To be retiring on good earnings, with millions in the bank.

To know that you are considered an authority on the sport, in a way the average punter never will be.

To realise that you are still the idol of tens of thousands, that you can do quite literally no wrong in their eyes.

To have the right to pontificate on the goings-on at all the clubs you once played for.

How nice that must be.

Not that Mr Sutton knows this … I’ve just found out that he’s been declared bankrupt. Which explains a lot.

You know what makes certain players legends, and consigns the rest to the status of “those who once played for us”?

I’ve increasingly come to believe that it isn’t goals, and it isn’t honours and it isn’t being able to sing the words of all the fans songs, and mix with them in the pubs, caging free drinks from people who’ve already paid enough to you.

No, I think the legends are the ones who have as much respect for the fans, and for the club, as the fans have for them.

That’s why a guy like Paul McStay, who played in a lousy Celtic team, with lousy players, in front of lousy crowds, is a legend and Chris Sutton will forever be “a guy who played for us once.”

I’m going to make a confession about Chris Sutton right now. I never wanted us to sign him in the first place.

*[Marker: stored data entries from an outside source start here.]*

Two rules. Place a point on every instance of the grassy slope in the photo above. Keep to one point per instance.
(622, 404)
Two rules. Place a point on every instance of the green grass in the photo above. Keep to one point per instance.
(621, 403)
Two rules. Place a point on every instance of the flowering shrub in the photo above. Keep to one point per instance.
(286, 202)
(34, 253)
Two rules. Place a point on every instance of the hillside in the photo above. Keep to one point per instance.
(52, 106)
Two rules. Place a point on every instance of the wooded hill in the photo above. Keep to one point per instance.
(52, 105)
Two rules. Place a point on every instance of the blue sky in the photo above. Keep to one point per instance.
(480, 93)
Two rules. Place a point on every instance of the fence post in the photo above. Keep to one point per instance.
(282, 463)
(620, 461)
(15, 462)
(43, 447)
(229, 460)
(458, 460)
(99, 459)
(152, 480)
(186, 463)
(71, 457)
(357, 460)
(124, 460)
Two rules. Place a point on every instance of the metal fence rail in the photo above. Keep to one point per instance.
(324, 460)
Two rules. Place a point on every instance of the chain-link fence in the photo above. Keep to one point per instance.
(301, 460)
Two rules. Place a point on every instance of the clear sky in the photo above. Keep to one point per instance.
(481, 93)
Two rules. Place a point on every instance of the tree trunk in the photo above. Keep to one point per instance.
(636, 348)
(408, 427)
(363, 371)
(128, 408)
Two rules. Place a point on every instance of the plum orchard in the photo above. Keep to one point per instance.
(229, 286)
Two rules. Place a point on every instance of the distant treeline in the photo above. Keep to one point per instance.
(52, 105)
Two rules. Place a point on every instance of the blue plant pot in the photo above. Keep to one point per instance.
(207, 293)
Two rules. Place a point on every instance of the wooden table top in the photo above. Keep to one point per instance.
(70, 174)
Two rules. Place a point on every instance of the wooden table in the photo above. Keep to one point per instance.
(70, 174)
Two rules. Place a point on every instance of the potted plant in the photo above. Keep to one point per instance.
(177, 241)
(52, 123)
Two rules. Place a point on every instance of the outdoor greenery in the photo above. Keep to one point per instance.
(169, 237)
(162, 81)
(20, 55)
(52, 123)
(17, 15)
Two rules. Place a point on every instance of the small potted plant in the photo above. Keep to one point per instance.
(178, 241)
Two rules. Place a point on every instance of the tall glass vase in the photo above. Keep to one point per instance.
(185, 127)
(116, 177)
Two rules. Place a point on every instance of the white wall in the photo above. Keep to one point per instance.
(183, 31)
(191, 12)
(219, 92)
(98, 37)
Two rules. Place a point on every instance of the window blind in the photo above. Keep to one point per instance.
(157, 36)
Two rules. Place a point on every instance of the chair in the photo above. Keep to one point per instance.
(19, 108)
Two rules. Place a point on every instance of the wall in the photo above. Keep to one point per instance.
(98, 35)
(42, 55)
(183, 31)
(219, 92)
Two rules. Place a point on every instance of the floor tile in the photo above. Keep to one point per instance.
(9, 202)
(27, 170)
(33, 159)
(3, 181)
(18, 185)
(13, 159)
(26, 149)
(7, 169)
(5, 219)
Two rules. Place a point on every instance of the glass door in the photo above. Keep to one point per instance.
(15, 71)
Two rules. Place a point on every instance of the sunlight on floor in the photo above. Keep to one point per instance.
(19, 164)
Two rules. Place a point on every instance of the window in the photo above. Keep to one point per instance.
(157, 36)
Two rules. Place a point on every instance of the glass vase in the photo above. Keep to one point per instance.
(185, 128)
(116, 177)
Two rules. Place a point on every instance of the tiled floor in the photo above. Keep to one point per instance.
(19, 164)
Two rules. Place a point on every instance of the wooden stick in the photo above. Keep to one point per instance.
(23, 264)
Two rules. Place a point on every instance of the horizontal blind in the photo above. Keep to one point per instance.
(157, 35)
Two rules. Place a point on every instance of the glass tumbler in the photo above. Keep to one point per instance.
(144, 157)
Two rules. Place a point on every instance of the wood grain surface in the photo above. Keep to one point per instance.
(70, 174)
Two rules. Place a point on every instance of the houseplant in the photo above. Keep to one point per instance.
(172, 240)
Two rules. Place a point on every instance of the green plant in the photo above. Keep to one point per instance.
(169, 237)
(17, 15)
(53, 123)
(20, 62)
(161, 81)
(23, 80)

When he was at Blackburn, playing alongside Shearer, I thought he was the better player of the two, for the way he laid on so many of the other’s goals. I thought he had more to his game than Shearer would in a lifetime of lifetimes, yet it was his strike partner who got all the glory.

When he went to Chelsea and flopped, I revisited my opinion. I thought that to have failed that colossally was a demonstration of how much I had underestimated Shearer and his ability to make the players around him look better than they were.

When I heard Celtic were going to offer £6 million for Sutton, I thought it was the craziest thing I had ever heard of.

I thought it a monumental risk, one that we would certainly regret.

Dermott Desmond, as it turns out, had doubts of his own, and he communicated those to Martin O’Neill, who told him, and quite rightly, to butt out, because as the manager the decision was his and he would stand or fall by it.

It turns out that I was dead wrong about Chris Sutton, in that I had changed my mind. Sutton was not simply a good player but a truly exceptional one, and playing alongside Henrik Larsson created a better partnership than those who had raved about Sutton and Shearer could have dared dream.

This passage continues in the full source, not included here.